Mah, una cosa che ci ha davvero sconcertato, è che pare prendano posizione contro la Direzione Regionale Sanità, in particolare contro la dott. sa Elisabetta Frejaville, giudicata troppo “morbida” sulla questione psicofarmaci. Ma ancor più grave è come dipingono l’ASL di Bologna, ed anche l’unità di neuropsichiatria dell’Ospedale Maggiore: li criticano senza riserve, al genitore al telefono han detto che a questi specialisti di Bologna “non frega proprio niente dei bambini”, e che essi “dedicano troppo poco tempo a questi problemi dei bambini”. Conosciamo di nome il dott. Giancarlo Rigon, che segue la neuropsichiatria sul territorio, e non ci sembra un’incompetente. Certamente prescrive pochi psicofarmaci, ovvero solo ai casi estremi e quando lui lo ritiene giusto, ma questo non giustifica una “migrazione” di piccoli pazienti verso lidi più permissivi…

In che senso “migrazione”? Vengono portati in altre ASL?

Si, sempre gli operatori di questa associazione, sulla cui competenza non vogliamo esprimerci, suggeriscono ai genitori di togliere i bimbi dal centro di Bologna e di portarli a San Donà di Piave, dove “si ottengono le prescrizioni degli psicofarmaci senza problemi”. Stanno li tre giorni, poi ritornano indietro nella città di residenza con la ricetta per gli psicofarmaci, ottenuta “facilmente”.

Questo è davvero sconcertante. E i “corsi” dei quali accennava prima, che taglio hanno? Sono organizzati direttamente nelle scuole?

Sono corsi nei quali si spiega che questi problemi del comportamento dei bambini sono una “malattia”, e che quindi sono necessariamente da “curare”. E non solo: a volte sono organizzati anche con il beneplacito del Ministero.

Scusi, lei sostiene che il Ministero Pubblica Istruzione è d’accordo?

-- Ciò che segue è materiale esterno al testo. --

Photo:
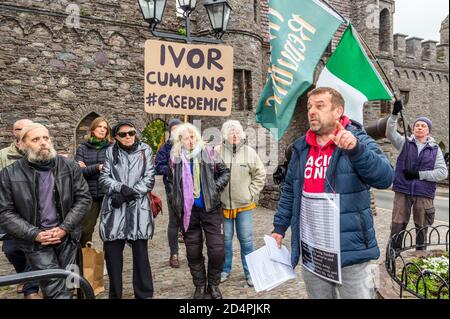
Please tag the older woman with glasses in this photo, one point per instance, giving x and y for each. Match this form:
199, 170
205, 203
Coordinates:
127, 177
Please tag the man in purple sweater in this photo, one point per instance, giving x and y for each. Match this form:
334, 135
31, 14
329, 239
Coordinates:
419, 166
43, 198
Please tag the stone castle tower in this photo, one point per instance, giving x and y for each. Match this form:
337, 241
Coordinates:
63, 71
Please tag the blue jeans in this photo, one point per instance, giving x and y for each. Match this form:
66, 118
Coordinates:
244, 230
17, 258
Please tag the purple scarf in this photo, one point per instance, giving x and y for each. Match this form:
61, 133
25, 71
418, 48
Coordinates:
188, 184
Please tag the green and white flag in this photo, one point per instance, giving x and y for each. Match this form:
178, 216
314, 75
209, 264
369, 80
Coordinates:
300, 31
350, 72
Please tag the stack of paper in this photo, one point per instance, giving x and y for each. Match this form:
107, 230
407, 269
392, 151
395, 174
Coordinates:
270, 266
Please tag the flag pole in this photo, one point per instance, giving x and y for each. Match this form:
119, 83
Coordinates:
337, 12
386, 77
375, 59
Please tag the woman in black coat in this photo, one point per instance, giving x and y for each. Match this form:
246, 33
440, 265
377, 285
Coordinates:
90, 156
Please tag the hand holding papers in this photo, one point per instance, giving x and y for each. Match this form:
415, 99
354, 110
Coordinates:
270, 266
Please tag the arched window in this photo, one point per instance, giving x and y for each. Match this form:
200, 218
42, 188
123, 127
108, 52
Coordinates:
431, 77
385, 30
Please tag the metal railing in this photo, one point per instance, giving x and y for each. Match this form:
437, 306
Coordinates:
85, 287
405, 241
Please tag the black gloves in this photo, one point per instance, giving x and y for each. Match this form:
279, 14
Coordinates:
280, 174
410, 174
128, 193
117, 199
398, 106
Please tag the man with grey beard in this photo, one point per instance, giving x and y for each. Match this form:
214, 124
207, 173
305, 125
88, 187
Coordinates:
43, 198
14, 255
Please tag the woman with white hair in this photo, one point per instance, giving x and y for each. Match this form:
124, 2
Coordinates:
196, 177
247, 178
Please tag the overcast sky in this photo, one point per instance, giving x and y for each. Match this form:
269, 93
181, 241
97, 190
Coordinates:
420, 18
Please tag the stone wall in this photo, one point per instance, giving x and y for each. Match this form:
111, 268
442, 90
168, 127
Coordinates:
63, 76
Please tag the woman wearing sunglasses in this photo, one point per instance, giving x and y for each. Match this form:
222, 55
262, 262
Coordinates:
90, 156
127, 177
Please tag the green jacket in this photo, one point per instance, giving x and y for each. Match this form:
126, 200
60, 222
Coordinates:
9, 155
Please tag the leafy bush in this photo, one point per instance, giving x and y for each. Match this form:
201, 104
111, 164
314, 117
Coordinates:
437, 265
153, 134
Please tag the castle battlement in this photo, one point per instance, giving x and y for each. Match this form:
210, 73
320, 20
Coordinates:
415, 49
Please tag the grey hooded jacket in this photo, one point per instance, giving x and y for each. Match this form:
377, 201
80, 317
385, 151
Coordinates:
134, 220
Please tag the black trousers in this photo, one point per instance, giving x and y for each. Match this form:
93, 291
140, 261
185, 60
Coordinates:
17, 258
172, 230
142, 274
211, 224
59, 256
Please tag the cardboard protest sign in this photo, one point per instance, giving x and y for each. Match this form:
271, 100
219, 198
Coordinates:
188, 79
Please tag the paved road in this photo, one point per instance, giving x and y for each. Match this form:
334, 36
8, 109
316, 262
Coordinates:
177, 283
384, 199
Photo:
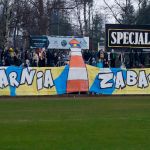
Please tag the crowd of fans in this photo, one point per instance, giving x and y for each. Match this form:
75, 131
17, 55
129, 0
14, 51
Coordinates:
55, 58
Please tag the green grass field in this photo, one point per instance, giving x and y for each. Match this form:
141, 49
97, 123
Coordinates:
102, 123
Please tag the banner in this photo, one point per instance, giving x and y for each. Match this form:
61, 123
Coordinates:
17, 81
62, 42
127, 36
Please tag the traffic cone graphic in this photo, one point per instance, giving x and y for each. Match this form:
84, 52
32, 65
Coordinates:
77, 76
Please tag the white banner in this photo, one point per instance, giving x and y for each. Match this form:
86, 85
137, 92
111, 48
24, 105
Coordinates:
62, 42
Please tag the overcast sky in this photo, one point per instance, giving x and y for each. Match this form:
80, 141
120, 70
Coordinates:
100, 3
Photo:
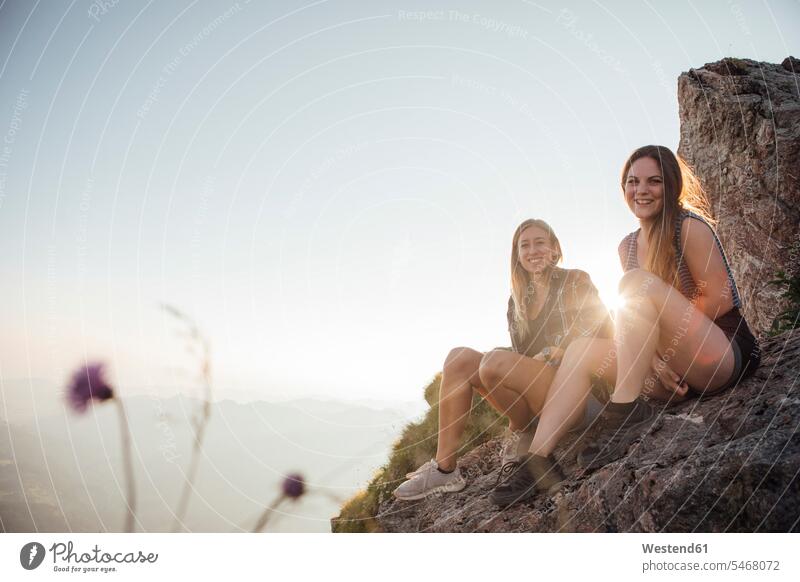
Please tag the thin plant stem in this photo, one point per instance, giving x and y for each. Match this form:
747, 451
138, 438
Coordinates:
262, 521
127, 458
200, 422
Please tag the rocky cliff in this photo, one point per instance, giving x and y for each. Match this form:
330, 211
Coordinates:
740, 131
725, 463
729, 462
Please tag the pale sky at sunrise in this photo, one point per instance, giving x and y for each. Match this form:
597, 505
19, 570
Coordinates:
328, 188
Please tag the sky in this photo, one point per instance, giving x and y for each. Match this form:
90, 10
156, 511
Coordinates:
328, 189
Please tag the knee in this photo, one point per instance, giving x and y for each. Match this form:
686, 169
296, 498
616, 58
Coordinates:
493, 367
578, 349
458, 361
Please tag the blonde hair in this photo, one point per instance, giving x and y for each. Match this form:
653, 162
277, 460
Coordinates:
682, 191
522, 289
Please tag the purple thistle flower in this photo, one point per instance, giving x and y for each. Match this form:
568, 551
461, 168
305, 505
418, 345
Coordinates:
294, 486
88, 383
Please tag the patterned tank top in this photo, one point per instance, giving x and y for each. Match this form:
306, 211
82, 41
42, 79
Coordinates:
686, 282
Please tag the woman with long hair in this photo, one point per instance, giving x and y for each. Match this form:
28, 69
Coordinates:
679, 332
549, 308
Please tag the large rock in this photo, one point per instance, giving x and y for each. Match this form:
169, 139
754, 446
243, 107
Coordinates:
730, 462
725, 463
740, 130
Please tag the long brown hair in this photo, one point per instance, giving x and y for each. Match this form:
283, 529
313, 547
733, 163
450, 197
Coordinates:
521, 287
682, 191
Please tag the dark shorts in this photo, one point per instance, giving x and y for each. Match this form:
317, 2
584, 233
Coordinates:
746, 352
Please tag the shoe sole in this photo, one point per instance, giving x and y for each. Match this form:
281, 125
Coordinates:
450, 488
605, 457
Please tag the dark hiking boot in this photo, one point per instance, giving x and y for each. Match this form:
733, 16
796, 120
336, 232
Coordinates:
532, 475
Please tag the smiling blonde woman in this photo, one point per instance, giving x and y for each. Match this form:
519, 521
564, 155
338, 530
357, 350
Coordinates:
679, 332
549, 309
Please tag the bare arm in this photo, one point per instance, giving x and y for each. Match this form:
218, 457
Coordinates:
622, 250
707, 268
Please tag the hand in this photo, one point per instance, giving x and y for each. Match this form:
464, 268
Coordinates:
668, 377
550, 355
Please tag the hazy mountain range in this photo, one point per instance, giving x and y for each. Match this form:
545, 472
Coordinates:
60, 471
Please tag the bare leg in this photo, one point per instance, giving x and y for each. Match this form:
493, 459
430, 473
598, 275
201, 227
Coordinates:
658, 316
459, 377
512, 378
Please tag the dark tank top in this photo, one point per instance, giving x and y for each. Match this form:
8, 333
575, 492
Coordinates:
732, 324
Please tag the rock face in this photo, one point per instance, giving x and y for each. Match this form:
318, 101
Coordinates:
740, 131
725, 463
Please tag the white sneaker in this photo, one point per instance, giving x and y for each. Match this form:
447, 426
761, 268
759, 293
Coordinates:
428, 479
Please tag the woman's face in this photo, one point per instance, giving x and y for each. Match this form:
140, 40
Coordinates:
644, 189
534, 250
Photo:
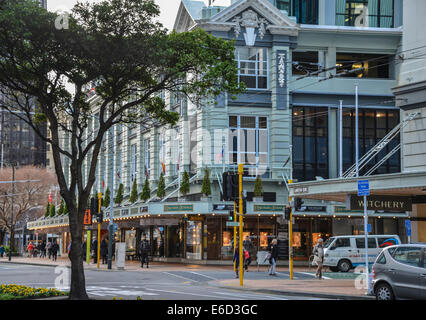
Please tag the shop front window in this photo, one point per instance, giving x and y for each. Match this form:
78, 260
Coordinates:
175, 241
193, 240
130, 239
158, 241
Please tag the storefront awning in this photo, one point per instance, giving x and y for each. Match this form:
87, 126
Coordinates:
396, 184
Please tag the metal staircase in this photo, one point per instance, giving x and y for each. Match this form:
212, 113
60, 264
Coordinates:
366, 158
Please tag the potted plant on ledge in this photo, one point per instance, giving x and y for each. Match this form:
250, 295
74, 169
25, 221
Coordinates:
205, 188
258, 190
184, 187
161, 188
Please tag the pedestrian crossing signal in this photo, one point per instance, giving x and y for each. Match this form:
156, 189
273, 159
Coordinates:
87, 218
231, 215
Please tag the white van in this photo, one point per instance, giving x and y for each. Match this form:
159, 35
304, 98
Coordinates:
343, 253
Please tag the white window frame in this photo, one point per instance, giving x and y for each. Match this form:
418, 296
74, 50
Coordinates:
256, 75
257, 152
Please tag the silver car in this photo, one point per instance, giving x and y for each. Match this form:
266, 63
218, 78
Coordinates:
399, 272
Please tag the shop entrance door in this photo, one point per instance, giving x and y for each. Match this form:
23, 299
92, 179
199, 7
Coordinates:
213, 239
193, 240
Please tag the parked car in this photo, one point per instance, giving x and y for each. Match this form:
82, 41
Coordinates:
343, 253
399, 272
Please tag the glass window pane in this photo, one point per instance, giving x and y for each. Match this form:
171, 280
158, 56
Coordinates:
247, 122
263, 141
263, 123
408, 255
248, 140
233, 121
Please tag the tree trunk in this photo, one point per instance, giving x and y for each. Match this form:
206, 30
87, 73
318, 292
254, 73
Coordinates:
78, 281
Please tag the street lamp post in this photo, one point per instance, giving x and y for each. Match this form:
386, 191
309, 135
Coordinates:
11, 218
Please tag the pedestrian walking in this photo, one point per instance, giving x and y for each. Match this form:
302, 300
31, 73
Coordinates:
236, 259
84, 250
318, 253
54, 250
95, 251
273, 250
69, 250
144, 249
248, 252
49, 249
43, 250
104, 251
30, 249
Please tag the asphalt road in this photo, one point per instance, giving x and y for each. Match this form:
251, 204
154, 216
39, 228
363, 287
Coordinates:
147, 284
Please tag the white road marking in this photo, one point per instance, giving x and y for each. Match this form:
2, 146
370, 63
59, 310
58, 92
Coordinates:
256, 296
187, 293
203, 275
313, 275
181, 277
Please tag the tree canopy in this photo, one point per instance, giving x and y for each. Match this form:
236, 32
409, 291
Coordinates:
117, 49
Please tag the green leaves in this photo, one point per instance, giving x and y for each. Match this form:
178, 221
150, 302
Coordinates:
206, 188
184, 186
134, 192
146, 191
161, 189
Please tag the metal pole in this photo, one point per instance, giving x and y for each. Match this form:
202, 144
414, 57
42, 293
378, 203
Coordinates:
366, 244
99, 228
341, 139
11, 218
111, 202
240, 195
290, 222
356, 131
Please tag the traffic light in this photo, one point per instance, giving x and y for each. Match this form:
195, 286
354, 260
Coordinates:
230, 186
287, 212
231, 216
298, 203
244, 205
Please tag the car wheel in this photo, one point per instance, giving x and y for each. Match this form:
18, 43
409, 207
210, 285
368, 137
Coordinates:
344, 265
384, 292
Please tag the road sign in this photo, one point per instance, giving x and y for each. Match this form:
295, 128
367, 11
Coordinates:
408, 227
363, 188
87, 218
232, 224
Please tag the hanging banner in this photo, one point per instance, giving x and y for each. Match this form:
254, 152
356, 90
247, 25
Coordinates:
385, 203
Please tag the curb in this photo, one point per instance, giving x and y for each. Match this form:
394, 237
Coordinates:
293, 293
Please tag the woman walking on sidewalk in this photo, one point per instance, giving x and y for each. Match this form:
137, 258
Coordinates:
318, 258
54, 250
273, 250
30, 249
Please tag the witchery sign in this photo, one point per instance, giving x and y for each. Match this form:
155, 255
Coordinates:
385, 203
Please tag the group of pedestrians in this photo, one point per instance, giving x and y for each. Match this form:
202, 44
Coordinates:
50, 247
272, 257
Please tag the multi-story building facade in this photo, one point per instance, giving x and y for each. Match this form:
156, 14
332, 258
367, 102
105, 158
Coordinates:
297, 60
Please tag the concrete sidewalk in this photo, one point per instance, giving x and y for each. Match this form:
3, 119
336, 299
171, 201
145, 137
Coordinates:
326, 288
135, 265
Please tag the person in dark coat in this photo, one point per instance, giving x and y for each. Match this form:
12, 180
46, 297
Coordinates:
236, 259
249, 248
144, 249
95, 251
54, 250
273, 249
83, 250
104, 251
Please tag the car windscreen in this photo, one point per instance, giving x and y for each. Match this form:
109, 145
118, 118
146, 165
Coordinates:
328, 242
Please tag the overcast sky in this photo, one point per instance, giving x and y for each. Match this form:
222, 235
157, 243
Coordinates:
168, 8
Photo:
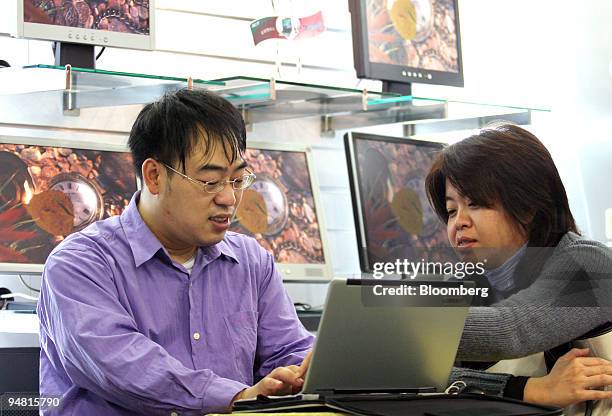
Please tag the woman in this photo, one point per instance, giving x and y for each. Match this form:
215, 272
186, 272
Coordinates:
503, 201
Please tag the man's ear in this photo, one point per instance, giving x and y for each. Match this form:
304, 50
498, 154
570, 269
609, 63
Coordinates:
153, 176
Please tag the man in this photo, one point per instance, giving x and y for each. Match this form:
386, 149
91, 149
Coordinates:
162, 310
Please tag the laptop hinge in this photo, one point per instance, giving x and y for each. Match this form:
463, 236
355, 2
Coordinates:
411, 390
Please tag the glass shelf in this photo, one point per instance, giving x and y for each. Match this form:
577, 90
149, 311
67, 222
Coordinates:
260, 100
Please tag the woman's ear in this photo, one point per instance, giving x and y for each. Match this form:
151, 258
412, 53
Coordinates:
152, 176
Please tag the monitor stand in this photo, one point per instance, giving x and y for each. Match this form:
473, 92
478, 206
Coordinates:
77, 55
402, 88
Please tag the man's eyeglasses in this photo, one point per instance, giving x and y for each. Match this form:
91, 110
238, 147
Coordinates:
214, 187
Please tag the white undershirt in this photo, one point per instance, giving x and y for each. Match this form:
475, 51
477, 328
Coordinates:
189, 264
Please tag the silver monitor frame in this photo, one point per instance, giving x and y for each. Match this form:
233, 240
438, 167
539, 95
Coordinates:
50, 140
69, 34
304, 272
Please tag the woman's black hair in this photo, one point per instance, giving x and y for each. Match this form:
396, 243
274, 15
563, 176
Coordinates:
510, 166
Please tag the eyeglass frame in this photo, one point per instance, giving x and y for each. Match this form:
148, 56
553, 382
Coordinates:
221, 184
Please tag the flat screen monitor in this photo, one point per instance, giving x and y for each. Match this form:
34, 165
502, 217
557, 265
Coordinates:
116, 23
393, 218
407, 41
50, 191
283, 212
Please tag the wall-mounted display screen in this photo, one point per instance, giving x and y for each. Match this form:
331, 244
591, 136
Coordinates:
112, 15
281, 210
407, 40
47, 193
119, 23
393, 217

Si. Non è difficile da dimostrare, con la documentazione in nostro possesso, non trova? (ci ha esibito un manifestino d’invito ad un convegno, in effetti su carta intestata del Ministero Pubblica Istruzione, Ufficio Scolastico Regionale dell’Emilia Romagna). L’organizzazione del corso è a cura di tale dottoressa Monica Pavan, che dice di essere una psicologa.

Perché usa il condizionale?

Perché all’Ordine Nazionale degli Psicologi non risulta proprio iscritta, in nessuna regione d’Italia. E’ davvero preoccupante che insegnanti e genitori si affidino con fiducia a personaggi privi dei requisiti minimi di legge, soprattutto quando parliamo di farmaci psicoattivi su dei bambini (ad una verifica sulla banca dati on-line dell’Ordine, in effetti non risulta iscritta come psicologa nessuna persona con quel nome e cognome, ndr).

C’è altro che vuole aggiungere?

Questa associazione critica anche gli psichiatri dell’ASL di Bologna perché usano il manuale ICD-10 per fare le diagnosi dei problemi di comportamento dei bambini, la Pavan sostiene che non va usato: ma noi ci siamo informati, è il manuale diagnostico ufficiale redatto dall’Organizzazione Mondiale della Sanità, un organismo sovranazionale,come può un operatore sociale sconsigliarne l’uso?

Vuole dire che questi “operatori” sconsigliano l’uso di un manuale diagnostico ufficiale e danno la “loro versione” che include l’uso di psicofarmaci anche quando le diagnosi ufficiali non lo renderebbero necessario?

Si, è esattamente ciò che sta accadendo in Emilia-Romagna, lo confermo. E vorrei aggiungere un’ultima cosa, prima di concludere: al genitore che li ha interpellati per telefono, questi signori dell’associazione hanno detto – vantandosene – di avere “grandi appoggi”, di essere sostenuti a livello parrocchiale, sanitario e scolastico. Vorrei proprio sapere allora i nomi ed i cognomi di chi è rimasto coinvolto in tutta questa serie di comportamenti discutibili, se non illeciti. A nostro avviso la magistratura dovrebbe occuparsene senza ritardo, è angosciante pensare che nella scuola pubblica italiana si faccia una così sfacciata propaganda agli psicofarmaci per bambini, laddove il Codice Farmaceutico, che è una legge dello Stato, impone invece delle restrizioni rigidissime in tal senso.


Intervista raccolta in parte telefonicamente ed in parte via email tra il 10 ed il 12 febbraio 2008 da giornalisti della redazione di “Giù le Mani daiBambini”, Comitato nazionale italiano per la farmacovigilanza in età pediatrica.